According to research, an adult realistically needs between 6-9 hours’ sleep to function well. This isn’t always achievable! But to help, I use my iPhone to plan a sleep schedule, when I should start winding down and reduce my screen time, to how many hours sleep I’ll (hopefully) be getting. I do tend to let this go a bit at the weekend, allowing myself to stay up a little later, and sleep in a little longer. I use an alarm that awakes you gently, allowing you to feel rested and awoken more naturally, than rudely awoken by a loud beep!

  1. The routine before going to bed

This one is really important to me! I really like my sleep (it’s probably why I’ve written two points about it). I find after the evening’s events, whether that be just eating dinner and watching TV, or seeing my friends or going to the gym, that having a shower, brushing my teeth, doing my skin-care routine and having a read of a book or listening to some relaxing music before bed makes me feel 100% more relaxed than just jumping into bed straight after doing something, allowing me to fall asleep faster and have a more satisfying rest.

  1. Planning for work

This isn’t possible for every job of course. But for my job, I find keeping a work diary helps me. I plan everything pretty much for the month, so I know what is scheduled for every day possible. Before I leave work every day – I write down the things I need to do the following working day. That way I am not thinking about it and trying to remember it at 3am! When tasks are completed, I cross them out, which makes me feel accomplished. Organising emails, folders or even just my stationery helps me feel less stressed at work. Any little thing helps!

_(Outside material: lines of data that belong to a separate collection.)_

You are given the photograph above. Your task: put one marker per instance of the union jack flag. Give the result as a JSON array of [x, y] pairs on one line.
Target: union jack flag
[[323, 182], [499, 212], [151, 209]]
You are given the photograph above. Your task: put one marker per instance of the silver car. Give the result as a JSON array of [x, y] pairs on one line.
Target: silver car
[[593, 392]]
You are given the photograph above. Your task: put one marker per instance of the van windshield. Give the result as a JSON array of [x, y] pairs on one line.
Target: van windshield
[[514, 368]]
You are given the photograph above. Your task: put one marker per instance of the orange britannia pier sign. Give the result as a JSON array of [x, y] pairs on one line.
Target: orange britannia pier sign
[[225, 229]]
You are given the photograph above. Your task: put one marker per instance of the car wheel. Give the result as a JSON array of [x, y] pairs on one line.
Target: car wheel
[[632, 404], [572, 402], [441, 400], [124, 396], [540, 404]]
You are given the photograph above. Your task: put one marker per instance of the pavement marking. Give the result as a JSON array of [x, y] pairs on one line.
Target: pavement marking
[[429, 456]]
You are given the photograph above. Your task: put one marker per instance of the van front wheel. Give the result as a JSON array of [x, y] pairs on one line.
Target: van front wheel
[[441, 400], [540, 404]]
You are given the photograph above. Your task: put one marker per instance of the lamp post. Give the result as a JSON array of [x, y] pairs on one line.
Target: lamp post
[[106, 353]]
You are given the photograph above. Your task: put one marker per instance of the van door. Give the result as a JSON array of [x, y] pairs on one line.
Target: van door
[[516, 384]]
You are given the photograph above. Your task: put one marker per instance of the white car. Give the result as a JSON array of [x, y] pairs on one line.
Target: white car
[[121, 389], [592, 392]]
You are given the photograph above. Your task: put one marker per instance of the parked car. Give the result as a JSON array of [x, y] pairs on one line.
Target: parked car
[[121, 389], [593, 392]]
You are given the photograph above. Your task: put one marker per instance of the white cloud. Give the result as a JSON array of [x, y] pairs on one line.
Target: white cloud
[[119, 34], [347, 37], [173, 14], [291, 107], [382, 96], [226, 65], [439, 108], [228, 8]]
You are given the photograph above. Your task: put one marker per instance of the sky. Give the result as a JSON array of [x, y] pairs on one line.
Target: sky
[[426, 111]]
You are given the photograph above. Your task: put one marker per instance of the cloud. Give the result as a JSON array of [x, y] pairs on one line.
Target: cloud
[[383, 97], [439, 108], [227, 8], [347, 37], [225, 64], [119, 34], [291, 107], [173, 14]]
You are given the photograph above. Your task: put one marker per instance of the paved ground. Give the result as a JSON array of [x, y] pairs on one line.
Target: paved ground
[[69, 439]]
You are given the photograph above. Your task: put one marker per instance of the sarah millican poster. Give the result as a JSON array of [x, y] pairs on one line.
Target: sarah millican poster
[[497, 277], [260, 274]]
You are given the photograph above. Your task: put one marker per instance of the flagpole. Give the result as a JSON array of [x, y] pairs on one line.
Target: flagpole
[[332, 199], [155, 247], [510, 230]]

  1. Make time to keep your space organised

I always was told “a messy space leads to a messy mind”. I do believe that statement to be true. I tend to ‘reset the house’ before I go to bed so the house is clean for the morning. I always give myself 10-15 minutes to do this, even if it’s just organising the cushions on the sofa or putting last night’s dishes away.


Even though I would consider myself to be pretty organised and in a good routine, sometimes there just are not enough hours in the day… and that’s okay! I’d say one of the worst things you can do is pressure yourself. Nothing has to be “perfect”. These are just the ones I find the most useful. Try a few things that could be possible for you and look back and see if you notice a difference in stress and anxiety levels!